Hold on, hold on, hold on. This can’t be what we think it is…right? Twitter is 90% bullshit and 10% Game of Thrones spoilers. You know this. I know this. Grain of salt. Slight of hand. On to the next one and the one after that. In this digital stream of consciousness, nothing is what it seems and no one is to be trusted…and yet…this looks…somehow…[gulp]…real.

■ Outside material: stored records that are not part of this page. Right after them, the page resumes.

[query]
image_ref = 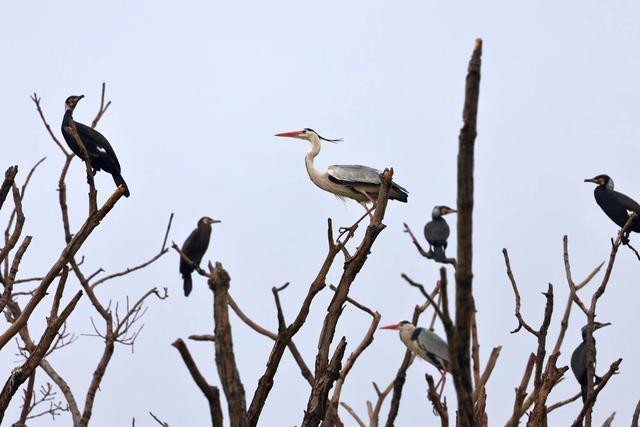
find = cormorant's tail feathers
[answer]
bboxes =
[183,274,193,297]
[433,246,447,263]
[112,174,130,197]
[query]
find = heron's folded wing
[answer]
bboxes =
[328,164,382,186]
[415,329,450,363]
[611,190,640,215]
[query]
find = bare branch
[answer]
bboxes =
[0,289,82,421]
[0,186,125,350]
[91,213,173,290]
[505,352,536,427]
[209,262,247,427]
[632,399,640,427]
[339,402,365,427]
[451,38,482,427]
[502,248,538,336]
[326,288,381,423]
[91,83,112,129]
[572,359,622,427]
[247,220,342,426]
[188,334,216,342]
[472,346,501,403]
[227,295,313,386]
[31,94,68,155]
[15,372,36,426]
[426,374,449,427]
[547,392,581,413]
[172,339,223,426]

I'm 1000% dead certain I’ll regret that statement. Moments after this piece is published, Carr will say he was hacked or reveal an elaborate in-joke with the Lonely Island boys. But I bit anyway. Hook. Line. Sinker. Rod. Reel. Arm up to the elbow. And now that your standing on the ceiling eating water and drinking air with me, let’s all say it out loud, once, while it’s just as real as Sir Isaac Newton’s f—king apple:
DEREK CARR IS AN ASPIRING POP STAR.
Phew. That felt good. Like really good. Almost too good, actually. Has this been debunked yet? No? OK, deeper down the rabbit hole we plummet then. There’s a music video teaser, Carr bedecked in a popped-collar Canadian tuxedo Blue Steel-ing the camera from the hood of a sports car while plastic palm fronds dance in the background. There’s a link to Carr’s official Facebook and Twitter pages. There’s a website and a copyright that both echo everything and nothing all at once: Derek Carr Music. The alpha and the omega. The greatest thing ever in the history of football…if only it's real.
Please God, Santa, Tooth Fairy, Aladdin’s Genie. Whoever. Whatever. I beg you. Let it be real.